Two days after the refusal of the father, M. de Bragadin and his two friends went to Padua for a month. I had not had the heart to go with them, and I was alone in the house. I needed consolation and I went to the gaming-table, but I played without attention and lost a great deal. I had already sold whatever I possessed of any value, and I owed money everywhere. I could expect no assistance except from my three kind friends, but shame prevented me from confessing my position to them. I was in that disposition which leads easily to self-destruction, and I was thinking of it as I was shaving myself before a toilet-glass, when the servant brought to my room a woman who had a letter for me. The woman came up to me, and, handing me the letter, she said,

"Are you the person to whom it is addressed?"

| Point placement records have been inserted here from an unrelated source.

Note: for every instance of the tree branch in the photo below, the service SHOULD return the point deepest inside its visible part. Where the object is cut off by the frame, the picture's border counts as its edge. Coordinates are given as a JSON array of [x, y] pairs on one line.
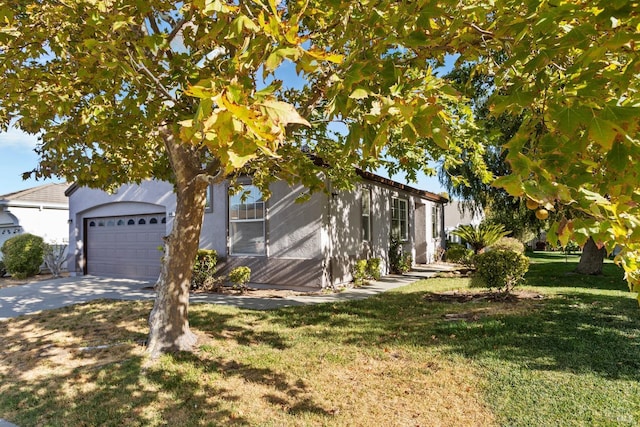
[[156, 82]]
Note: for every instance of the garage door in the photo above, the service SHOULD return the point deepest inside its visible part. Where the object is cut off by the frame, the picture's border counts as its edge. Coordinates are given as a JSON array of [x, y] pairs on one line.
[[125, 246]]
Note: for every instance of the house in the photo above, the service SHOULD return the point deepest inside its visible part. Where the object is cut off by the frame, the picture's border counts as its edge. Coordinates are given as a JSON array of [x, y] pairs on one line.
[[455, 216], [43, 211], [306, 246]]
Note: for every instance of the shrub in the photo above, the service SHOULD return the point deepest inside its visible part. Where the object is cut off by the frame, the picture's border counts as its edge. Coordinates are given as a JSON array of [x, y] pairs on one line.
[[23, 255], [508, 244], [481, 236], [458, 254], [364, 270], [204, 268], [501, 269], [240, 276], [373, 268], [571, 247], [54, 256], [399, 262]]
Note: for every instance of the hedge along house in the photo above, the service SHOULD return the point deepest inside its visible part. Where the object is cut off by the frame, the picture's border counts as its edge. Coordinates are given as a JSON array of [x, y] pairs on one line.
[[304, 246], [42, 211]]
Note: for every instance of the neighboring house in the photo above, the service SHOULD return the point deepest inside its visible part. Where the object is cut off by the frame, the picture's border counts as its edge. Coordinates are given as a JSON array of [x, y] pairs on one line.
[[308, 245], [454, 217], [43, 211]]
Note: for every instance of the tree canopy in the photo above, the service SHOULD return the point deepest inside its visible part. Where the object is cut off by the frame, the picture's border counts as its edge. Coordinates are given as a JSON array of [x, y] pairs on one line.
[[123, 90]]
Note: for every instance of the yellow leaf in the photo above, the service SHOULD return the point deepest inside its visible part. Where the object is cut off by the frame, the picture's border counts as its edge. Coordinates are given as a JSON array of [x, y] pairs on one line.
[[359, 94]]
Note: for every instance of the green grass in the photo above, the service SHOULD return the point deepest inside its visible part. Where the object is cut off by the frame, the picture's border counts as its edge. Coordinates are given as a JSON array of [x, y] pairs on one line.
[[570, 358]]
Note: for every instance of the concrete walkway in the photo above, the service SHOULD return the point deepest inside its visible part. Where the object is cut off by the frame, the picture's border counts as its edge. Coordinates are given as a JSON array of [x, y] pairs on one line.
[[46, 295]]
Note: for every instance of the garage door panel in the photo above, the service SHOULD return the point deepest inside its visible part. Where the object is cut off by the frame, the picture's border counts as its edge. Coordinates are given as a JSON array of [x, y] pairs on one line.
[[126, 250]]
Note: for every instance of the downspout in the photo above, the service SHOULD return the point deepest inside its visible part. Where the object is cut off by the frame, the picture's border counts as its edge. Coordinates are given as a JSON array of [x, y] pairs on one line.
[[443, 237], [330, 231]]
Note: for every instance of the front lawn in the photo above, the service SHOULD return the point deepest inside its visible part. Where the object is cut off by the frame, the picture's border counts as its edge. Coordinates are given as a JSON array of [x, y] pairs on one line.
[[397, 359]]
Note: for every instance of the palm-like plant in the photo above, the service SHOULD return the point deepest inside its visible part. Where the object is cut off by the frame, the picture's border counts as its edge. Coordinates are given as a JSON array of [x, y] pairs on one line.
[[482, 235]]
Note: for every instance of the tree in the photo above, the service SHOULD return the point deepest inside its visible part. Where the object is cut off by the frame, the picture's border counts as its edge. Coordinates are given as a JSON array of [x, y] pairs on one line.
[[470, 177], [120, 91], [592, 259]]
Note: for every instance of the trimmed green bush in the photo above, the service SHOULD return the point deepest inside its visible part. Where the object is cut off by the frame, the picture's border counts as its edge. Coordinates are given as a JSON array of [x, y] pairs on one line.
[[54, 257], [23, 255], [240, 276], [508, 244], [373, 268], [482, 235], [364, 270], [359, 272], [458, 254], [500, 270], [399, 262], [204, 269]]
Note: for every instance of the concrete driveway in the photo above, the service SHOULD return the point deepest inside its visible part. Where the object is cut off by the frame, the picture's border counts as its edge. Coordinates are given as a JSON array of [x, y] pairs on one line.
[[55, 293], [50, 294]]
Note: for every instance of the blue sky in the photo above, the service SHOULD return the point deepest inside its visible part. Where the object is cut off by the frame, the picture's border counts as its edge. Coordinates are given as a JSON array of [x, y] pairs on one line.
[[17, 155]]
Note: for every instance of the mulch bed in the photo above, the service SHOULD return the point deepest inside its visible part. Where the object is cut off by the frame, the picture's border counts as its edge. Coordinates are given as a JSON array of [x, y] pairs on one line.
[[471, 296]]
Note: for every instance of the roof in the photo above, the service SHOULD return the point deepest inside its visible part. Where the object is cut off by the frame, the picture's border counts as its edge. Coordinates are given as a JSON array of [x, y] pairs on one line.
[[422, 193], [48, 194]]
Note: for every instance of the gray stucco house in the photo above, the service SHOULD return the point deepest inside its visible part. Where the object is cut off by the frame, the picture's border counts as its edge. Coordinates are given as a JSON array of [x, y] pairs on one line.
[[306, 246], [42, 210]]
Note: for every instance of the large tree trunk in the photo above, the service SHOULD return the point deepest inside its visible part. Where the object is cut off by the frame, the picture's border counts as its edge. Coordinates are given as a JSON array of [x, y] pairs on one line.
[[168, 322], [592, 259]]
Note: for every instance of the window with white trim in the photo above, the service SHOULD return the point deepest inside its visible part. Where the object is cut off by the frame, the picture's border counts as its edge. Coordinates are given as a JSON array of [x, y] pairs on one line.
[[366, 214], [435, 221], [400, 218], [208, 208], [246, 222]]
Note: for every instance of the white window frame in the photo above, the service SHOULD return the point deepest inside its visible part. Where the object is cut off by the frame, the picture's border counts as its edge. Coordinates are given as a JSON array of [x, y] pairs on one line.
[[365, 203], [208, 208], [400, 218], [246, 206]]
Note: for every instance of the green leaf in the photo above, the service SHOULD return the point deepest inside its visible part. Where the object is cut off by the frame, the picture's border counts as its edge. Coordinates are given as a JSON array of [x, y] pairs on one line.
[[283, 113], [511, 183], [603, 132]]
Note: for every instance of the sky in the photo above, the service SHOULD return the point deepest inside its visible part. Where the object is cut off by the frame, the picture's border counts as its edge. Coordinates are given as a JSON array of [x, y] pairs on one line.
[[17, 155]]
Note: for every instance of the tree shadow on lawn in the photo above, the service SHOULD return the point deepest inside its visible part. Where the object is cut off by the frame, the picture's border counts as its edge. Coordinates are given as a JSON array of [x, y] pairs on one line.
[[561, 275], [85, 365], [575, 332]]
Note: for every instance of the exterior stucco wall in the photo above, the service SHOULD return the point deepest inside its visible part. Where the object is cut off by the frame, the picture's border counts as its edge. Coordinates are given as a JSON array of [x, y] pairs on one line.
[[48, 222], [345, 229], [294, 257], [214, 227], [310, 245]]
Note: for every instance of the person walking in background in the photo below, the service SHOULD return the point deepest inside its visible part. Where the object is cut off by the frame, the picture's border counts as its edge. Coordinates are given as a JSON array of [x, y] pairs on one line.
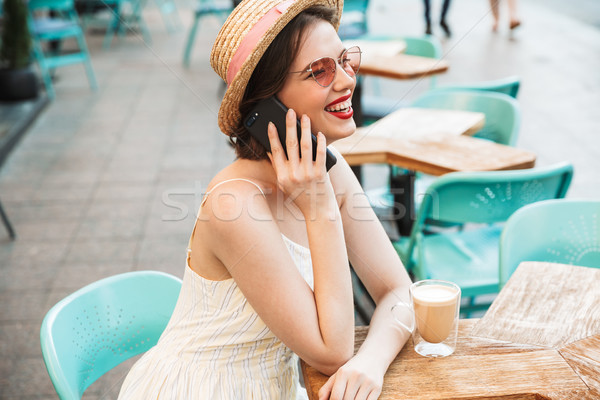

I recognized at once a seal which I had given to C---- C----; I thought I would drop down dead. In order to recover my composure, I told the woman to wait, and tried to shave myself, but my hand refused to perform its office. I put the razor down, turned my back on the messenger, and opening the letter I read the following lines,

"Before I can write all I have to say, I must be sure of my messenger. I am boarding in a convent, and am very well treated, and I enjoy excellent health in spite of the anxiety of my mind. The superior has been instructed to forbid me all visitors and correspondence. I am, however, already certain of being able to write to you, notwithstanding these very strict orders. I entertain no doubt of your good faith, my beloved husband, and I feel sure that you will never doubt a heart which is wholly yours. Trust to me for the execution of whatever you may wish me to do, for I am yours and only yours. Answer only a few words until we are quite certain of our messenger.

"Muran, June 12th."

In less than three weeks my young friend had become a clever moralist; it is true that Love had been her teacher, and Love alone can work miracles. As I concluded the reading of her letter, I was in the state of a criminal pardoned at the foot of the scaffold. I required several minutes before I recovered the exercise of my will and my presence of mind.

I turned towards the messenger, and asked her if she could read.

"Ah, sir! if I could not read, it would be a great misfortune for me. There are seven women appointed for the service of the nuns of Muran. One of us comes in turn to Venice once a week; I come every Wednesday, and this day week I shall be able to bring you an answer to the letter which, if you like, you can write now."

"Then you can take charge of the letters entrusted to you by the nuns?"